‘One hundred and twenty-seven hours of hell’ by Sophie Bootle

I don’t know why I did this. I came the closest to death that’s even possible, and it was all my fault. I was in my early thirties when this tragic day came. I was reckless and carefree. Looking back, I really did live life on the edge. I should have been more careful.

It was a usual Saturday morning. I wanted to feel a simple rush of adrenaline. I wanted to get out to the great outdoors, so I went hiking in the canyons. I set off with little water and barely any food, expecting to be a few hours maximum. Jumping  on my bike, I made my way to the canyons. My first fatal mistake.

I didn’t tell any living soul where I was going. I don’t know why. I liked to do my own thing and be on my own without anyone else worrying. My second mistake.

The morning sky was bright and as blue as the sea. It was still early when I reached the desert. The silky sand was blown into my face and I felt a sense of freedom and a broad smile grew on my face. It felt exciting.

I found some girls in the canyons, they were talking and laughing. Next thing I knew, they come over and I showed them my favourite places in the ravine. I climbed in and out of the ravines and canyons, almost showing off a bit.
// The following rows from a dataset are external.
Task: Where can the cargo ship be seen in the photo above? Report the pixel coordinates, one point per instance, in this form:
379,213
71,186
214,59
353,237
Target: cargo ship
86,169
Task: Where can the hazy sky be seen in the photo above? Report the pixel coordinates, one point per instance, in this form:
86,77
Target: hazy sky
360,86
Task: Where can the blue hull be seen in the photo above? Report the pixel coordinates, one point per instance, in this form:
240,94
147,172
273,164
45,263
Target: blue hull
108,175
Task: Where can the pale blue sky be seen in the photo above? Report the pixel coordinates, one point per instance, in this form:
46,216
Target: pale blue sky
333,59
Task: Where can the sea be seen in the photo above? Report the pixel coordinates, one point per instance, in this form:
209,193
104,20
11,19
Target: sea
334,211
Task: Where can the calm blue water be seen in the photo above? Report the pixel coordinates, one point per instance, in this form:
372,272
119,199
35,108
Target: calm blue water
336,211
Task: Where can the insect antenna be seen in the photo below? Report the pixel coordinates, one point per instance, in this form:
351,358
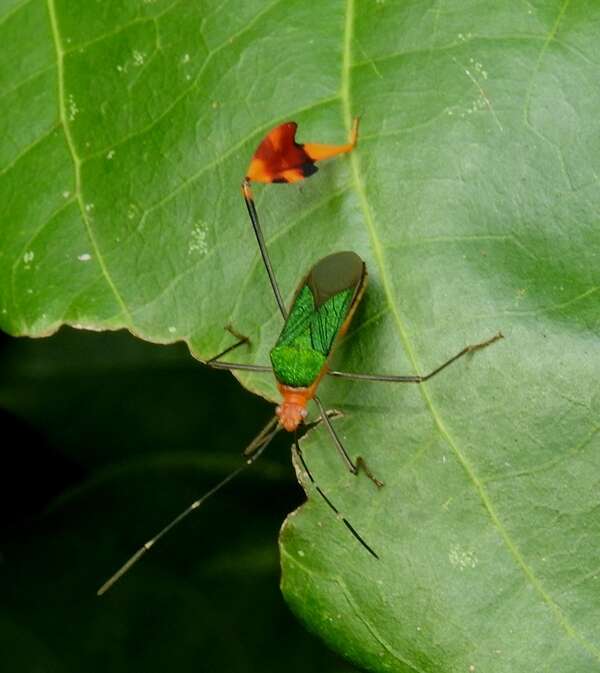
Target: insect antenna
296,449
247,194
265,436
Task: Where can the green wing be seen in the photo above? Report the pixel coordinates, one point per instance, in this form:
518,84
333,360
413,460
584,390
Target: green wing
307,337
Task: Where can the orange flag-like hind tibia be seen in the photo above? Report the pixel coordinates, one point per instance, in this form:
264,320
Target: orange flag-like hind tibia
279,158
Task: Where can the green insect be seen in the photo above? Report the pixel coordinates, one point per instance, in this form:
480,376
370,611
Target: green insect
320,314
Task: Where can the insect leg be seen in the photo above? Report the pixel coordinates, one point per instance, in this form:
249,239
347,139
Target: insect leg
349,526
320,151
266,440
350,464
247,194
416,378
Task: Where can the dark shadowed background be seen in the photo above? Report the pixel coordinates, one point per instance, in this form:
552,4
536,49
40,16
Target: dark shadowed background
105,438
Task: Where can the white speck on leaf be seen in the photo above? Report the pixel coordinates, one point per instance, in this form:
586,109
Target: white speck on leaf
131,211
73,109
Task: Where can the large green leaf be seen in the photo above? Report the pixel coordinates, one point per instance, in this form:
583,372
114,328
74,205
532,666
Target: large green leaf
474,199
113,426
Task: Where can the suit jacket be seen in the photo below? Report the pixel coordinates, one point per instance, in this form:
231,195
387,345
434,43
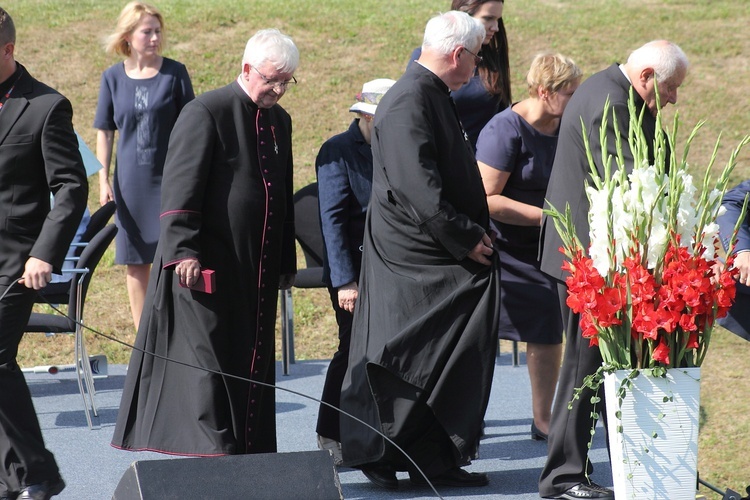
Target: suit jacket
38,155
344,170
738,319
570,171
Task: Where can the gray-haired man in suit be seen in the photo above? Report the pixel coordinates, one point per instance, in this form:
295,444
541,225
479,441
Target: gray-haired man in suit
662,63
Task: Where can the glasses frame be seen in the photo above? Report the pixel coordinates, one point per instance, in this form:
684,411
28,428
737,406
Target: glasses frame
477,58
276,86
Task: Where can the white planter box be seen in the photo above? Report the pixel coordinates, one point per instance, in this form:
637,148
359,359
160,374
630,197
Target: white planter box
654,439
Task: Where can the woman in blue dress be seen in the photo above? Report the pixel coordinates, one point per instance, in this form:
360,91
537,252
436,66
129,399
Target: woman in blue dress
515,152
488,91
141,98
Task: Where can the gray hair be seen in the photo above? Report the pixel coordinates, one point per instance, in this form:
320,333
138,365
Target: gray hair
664,57
446,32
271,46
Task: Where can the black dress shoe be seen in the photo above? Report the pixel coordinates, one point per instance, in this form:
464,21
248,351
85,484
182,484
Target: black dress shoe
42,491
593,490
456,477
536,434
381,475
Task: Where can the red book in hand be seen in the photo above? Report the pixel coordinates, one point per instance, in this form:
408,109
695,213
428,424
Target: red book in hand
206,282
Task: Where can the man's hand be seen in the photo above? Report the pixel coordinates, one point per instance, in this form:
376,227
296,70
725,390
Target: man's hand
482,251
348,296
286,281
36,274
188,271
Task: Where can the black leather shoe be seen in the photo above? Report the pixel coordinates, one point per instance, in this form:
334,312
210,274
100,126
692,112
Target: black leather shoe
536,434
456,477
42,491
593,490
381,475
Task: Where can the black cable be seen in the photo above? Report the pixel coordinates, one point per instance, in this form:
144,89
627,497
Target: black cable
237,377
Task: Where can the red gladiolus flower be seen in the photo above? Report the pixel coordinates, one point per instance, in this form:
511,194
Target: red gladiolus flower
661,353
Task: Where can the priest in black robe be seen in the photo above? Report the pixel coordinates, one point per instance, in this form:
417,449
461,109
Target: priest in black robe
424,336
226,207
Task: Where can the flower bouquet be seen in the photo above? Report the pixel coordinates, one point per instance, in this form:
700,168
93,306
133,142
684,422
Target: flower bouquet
648,290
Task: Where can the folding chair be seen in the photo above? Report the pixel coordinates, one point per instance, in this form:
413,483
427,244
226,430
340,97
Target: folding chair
56,323
310,239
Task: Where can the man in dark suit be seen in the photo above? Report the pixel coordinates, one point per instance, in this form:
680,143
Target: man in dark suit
38,156
738,319
661,63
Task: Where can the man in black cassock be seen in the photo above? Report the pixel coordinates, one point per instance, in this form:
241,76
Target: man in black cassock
424,336
226,206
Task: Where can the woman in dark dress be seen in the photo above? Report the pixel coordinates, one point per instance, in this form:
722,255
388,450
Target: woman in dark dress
141,98
488,91
515,154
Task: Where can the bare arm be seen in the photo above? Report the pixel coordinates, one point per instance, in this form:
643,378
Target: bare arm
501,207
105,140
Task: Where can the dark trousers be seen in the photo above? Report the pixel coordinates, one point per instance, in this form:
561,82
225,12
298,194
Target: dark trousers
328,418
24,458
569,434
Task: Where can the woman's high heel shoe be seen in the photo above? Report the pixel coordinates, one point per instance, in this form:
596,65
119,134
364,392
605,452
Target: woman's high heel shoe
536,434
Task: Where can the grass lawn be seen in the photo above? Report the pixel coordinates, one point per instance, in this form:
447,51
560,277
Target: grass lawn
344,43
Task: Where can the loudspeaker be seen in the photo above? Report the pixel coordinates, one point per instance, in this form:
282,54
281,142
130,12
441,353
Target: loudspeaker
306,474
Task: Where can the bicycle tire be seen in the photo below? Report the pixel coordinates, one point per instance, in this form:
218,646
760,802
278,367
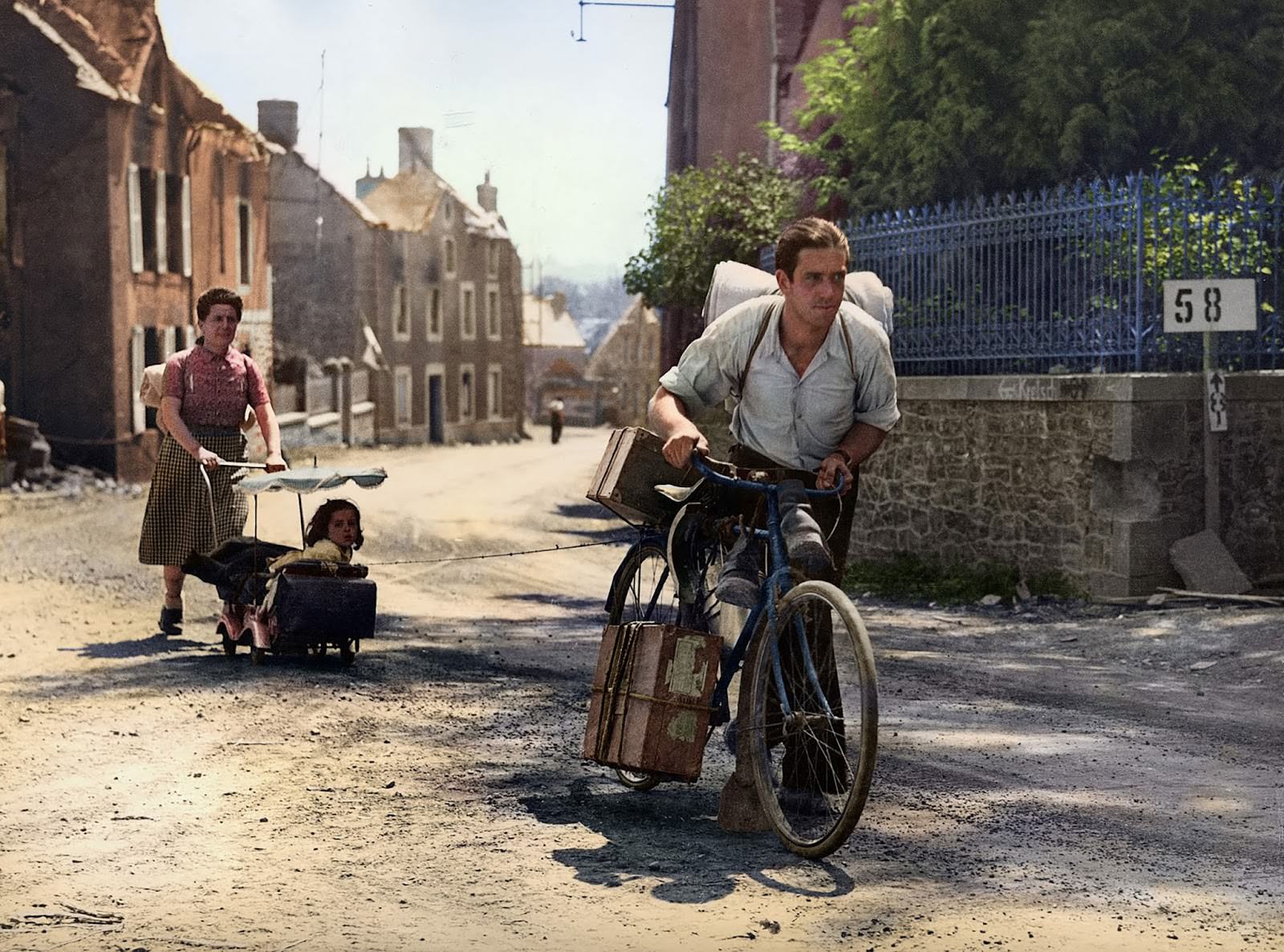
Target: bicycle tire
815,791
644,576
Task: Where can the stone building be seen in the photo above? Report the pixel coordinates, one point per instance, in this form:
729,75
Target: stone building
125,192
627,363
556,359
446,305
323,248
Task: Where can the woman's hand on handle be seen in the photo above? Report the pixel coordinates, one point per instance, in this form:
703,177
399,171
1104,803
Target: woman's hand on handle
209,459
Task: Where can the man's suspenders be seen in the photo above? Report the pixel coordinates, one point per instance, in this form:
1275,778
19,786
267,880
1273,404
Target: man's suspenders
762,333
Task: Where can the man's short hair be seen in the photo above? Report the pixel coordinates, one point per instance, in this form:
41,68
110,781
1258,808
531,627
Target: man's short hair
804,234
218,295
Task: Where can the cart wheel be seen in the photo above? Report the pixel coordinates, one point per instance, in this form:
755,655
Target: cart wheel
636,780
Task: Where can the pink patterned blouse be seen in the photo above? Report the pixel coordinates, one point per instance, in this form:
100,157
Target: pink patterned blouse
215,389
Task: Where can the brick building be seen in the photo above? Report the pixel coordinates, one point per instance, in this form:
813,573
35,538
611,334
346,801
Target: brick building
446,305
128,190
733,64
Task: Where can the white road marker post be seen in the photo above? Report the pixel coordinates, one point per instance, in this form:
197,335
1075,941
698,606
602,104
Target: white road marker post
1209,307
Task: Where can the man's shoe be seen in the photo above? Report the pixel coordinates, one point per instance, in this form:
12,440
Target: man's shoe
171,620
804,541
738,810
738,580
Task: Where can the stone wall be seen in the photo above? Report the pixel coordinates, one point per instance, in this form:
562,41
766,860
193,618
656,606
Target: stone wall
1093,477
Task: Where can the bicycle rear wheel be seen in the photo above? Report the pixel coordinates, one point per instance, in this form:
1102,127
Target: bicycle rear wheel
813,755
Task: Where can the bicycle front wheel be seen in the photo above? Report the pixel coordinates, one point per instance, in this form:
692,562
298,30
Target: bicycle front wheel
813,718
645,590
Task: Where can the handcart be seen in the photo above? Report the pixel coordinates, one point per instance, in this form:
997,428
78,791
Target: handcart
308,605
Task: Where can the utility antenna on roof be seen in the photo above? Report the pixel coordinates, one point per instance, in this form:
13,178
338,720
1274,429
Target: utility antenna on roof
605,3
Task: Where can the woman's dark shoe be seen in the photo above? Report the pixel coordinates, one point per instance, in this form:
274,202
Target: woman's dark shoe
171,620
We laughed a lot and I had surprisingly, had a good time. I took them to an azure lake. It was very warm and refreshing and I had great fun.  They had even invited me to a party. I really wanted to go but I wasn’t aware at the time that I wouldn’t be making it.

Leaving the girls to it,  I adventured down, getting deeper and deeper. Finally, I reached a claustrophobic ravine. It dropped low but looked fine to me. The canyon was a dark shade of brown and it was fairly dark as there wasn’t any sunlight in it.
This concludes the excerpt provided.